Here's how you use it. First, you enable the sparseCheckout
option:
git config core.sparseCheckout true
Then, you add the node_modules
path as a negation in the .git/info/sparse-checkout
file:
echo -e "/*\n!node_modules" >> .git/info/sparse-checkout
This will create a file called sparse-checkout
containing:
/*
!node_modules
which effectively means ignore the node_modules
directory when reading a commit's tree into the working directory.

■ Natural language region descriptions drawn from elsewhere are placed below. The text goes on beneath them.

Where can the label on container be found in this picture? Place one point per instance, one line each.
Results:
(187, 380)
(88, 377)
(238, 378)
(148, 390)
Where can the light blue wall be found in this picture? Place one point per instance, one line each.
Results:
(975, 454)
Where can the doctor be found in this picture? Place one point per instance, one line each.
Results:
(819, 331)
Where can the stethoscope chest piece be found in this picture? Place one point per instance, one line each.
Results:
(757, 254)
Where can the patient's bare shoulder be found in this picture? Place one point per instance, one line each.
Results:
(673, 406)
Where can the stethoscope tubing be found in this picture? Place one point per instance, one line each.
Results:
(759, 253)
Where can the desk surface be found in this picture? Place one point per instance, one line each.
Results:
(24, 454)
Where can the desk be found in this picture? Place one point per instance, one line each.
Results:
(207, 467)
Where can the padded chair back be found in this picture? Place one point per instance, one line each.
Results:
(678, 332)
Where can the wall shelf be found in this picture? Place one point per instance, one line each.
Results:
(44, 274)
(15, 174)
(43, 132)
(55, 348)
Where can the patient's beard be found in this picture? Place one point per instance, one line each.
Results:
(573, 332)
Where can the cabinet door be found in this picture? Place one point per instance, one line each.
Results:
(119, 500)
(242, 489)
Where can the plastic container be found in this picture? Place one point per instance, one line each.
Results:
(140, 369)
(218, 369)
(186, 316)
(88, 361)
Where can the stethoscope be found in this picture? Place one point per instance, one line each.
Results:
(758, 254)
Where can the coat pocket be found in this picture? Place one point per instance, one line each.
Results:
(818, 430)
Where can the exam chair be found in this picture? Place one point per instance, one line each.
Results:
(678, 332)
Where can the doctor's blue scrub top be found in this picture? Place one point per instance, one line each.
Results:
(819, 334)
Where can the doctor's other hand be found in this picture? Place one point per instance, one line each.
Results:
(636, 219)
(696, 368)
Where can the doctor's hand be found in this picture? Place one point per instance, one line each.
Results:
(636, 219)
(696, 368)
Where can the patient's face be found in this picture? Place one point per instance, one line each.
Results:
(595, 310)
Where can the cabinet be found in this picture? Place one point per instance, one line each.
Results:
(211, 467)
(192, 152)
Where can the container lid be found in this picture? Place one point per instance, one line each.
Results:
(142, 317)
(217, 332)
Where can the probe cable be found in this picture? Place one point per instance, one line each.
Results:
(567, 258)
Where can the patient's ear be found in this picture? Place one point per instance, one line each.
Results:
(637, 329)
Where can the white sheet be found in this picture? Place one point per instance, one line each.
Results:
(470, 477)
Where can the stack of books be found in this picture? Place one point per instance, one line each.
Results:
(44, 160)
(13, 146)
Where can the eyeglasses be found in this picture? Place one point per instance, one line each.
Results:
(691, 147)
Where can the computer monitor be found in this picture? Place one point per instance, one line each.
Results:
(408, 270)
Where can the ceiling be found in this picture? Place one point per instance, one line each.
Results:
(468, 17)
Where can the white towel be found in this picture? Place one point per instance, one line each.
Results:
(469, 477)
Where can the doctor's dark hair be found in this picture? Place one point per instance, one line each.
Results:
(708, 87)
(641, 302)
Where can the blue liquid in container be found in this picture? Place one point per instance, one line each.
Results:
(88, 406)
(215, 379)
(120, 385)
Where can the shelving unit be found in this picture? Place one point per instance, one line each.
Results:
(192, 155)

If you later want to include the node_modules
directory again (i.e. remove the skip-worktree
bit from its files) you have to modify the sparse-checkout
file to only contain /*
– that is "include all paths" – and update your working directory using git read-tree
:
echo "/*" > .git/info/sparse-checkout
git read-tree -mu HEAD
You can then disable sparse checkout altogether by setting its configuration variable to false
:
git config core.sparseCheckout false
Note that sparse checkout was first introduced in Git 1.7.0.
I checked out the entire code from the branch I want to checkout
# assume we want the `components` folder on my-branch to follow us
# first checkout your code to (my-new-branch) for ex.
git checkout -b my-new-branch
# now i'm on my-new-branch (but it doesn't have the components from my-branch :| )
# delete ./components
rm -rf ./components
# replace it with the one on my-branch :)
git checkout my-branch -- ./components
Good Luck...